Cyber Security Professional

Location: Washington DC Metro Area

Status: Regular Full-Time

Minimum Clearance: Secret - TS/SCI

The Cyber Security Professional will be responsible for working closely with the organizations project teams to ensure information system security concerns are addressed during the development of an Information System. The Cyber Security Professional will be responsible for reviewing system/application Audit Logs and support the organizations Information System Security Manager (ISSM) on all cyber related matter concerning the customers systems. The Cyber Security Professional will be responsible for preparing, implementing, and maintaining the organizations Body of Evidence (BOE) and project documentation to include the System Security Plan (SSP), Risk Management Plan, System Inventory Assessment, and Information Assurance Assessments that accurately reflects the security protection measures for each information system under the customers purview in compliance with the Community certification and accreditation process. The tasking will involve full system certification and accreditation on systems under the customers’ purview. The Cyber Security Professional will provide system architecture and information assurance support on the development, integration, and operations and maintenance of Customer systems deployed on the Community infrastructure, following the project development life cycle compliance with the Community Project Management and security processes. The customer is continually searching for ways to improve our processes and provide better services to our customers. The Cyber Security Professional is expected to provide insight into better ways of doing business and support us in the effort.

Duties:

  1. Ensure information system security concerns are addressed during the development of an Information system.

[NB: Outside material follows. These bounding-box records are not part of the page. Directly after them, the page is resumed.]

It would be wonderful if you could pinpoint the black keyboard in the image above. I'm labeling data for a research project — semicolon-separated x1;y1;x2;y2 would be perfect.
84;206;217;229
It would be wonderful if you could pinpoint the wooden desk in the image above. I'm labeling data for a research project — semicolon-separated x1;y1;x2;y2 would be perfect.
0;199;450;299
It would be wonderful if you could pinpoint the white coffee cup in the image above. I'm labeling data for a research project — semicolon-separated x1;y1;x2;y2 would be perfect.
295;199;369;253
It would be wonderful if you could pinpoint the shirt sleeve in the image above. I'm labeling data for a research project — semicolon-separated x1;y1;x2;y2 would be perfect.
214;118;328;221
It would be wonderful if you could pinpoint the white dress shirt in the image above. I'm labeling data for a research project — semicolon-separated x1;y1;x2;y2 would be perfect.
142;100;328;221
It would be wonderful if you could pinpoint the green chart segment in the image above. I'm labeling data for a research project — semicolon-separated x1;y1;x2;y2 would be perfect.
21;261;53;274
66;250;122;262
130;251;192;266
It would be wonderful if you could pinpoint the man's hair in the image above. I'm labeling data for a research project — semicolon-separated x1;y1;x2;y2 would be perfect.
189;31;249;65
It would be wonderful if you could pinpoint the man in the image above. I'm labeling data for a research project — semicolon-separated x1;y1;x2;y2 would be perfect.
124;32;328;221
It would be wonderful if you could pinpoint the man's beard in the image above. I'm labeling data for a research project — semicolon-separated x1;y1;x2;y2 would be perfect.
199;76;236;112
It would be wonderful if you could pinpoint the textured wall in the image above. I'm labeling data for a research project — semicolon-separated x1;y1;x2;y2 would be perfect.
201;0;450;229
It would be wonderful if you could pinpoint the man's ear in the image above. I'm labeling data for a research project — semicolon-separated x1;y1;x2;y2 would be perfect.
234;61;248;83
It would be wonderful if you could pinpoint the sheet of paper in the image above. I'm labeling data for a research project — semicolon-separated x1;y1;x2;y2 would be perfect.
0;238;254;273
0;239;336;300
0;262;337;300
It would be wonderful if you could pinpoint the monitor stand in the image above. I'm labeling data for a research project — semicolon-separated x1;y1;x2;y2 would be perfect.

  2. Prepare, implement and maintain the organizations Body of Evidence (BOE) to include System Security Plan (SSP), Risk Management Plan, and System Inventory Assessment.

  3. Provide insight into industry trends and make recommendations on future direction for the program.

  4. Utilize complex analysis tools to identify and correct problems.

  5. Provide technical/analytical recommendations for improvement.

  6. Work with the customer to improve metrics for reporting.

Required:

  1. Demonstrated on-the-job experience in Information Security/Information Assurance/Cyber Security, specifically as related to Enterprise and operational networks and systems.

  2. Demonstrated on-the-job experience showing familiarization with security vulnerability testing tools such as Nessus, AppDetective, NMAP, WebInspect, & self-scans.

  3. Demonstrated on-the-job experience collaborating and working with Subject Matter Experts (SMEs) on developing authorization packages in support of achieving Authority to Operate (ATO) within required timelines.

  4. On-the-job experience with compliance management using the RMF

Desired:

  1. Demonstrated on-the-job experience with Cloud Computing Technologies, particularly AWS.

  2. Demonstrated on-the-job experience communicating complex technical concepts and project information clearly and concisely to both technical and non-technical audiences.

  3. Demonstrated on-the-job experience with a software package used for processing the A&A process.

  4. Bachelor of Science and/or Masters of Science (MS) in Information Assurance/Cyber security.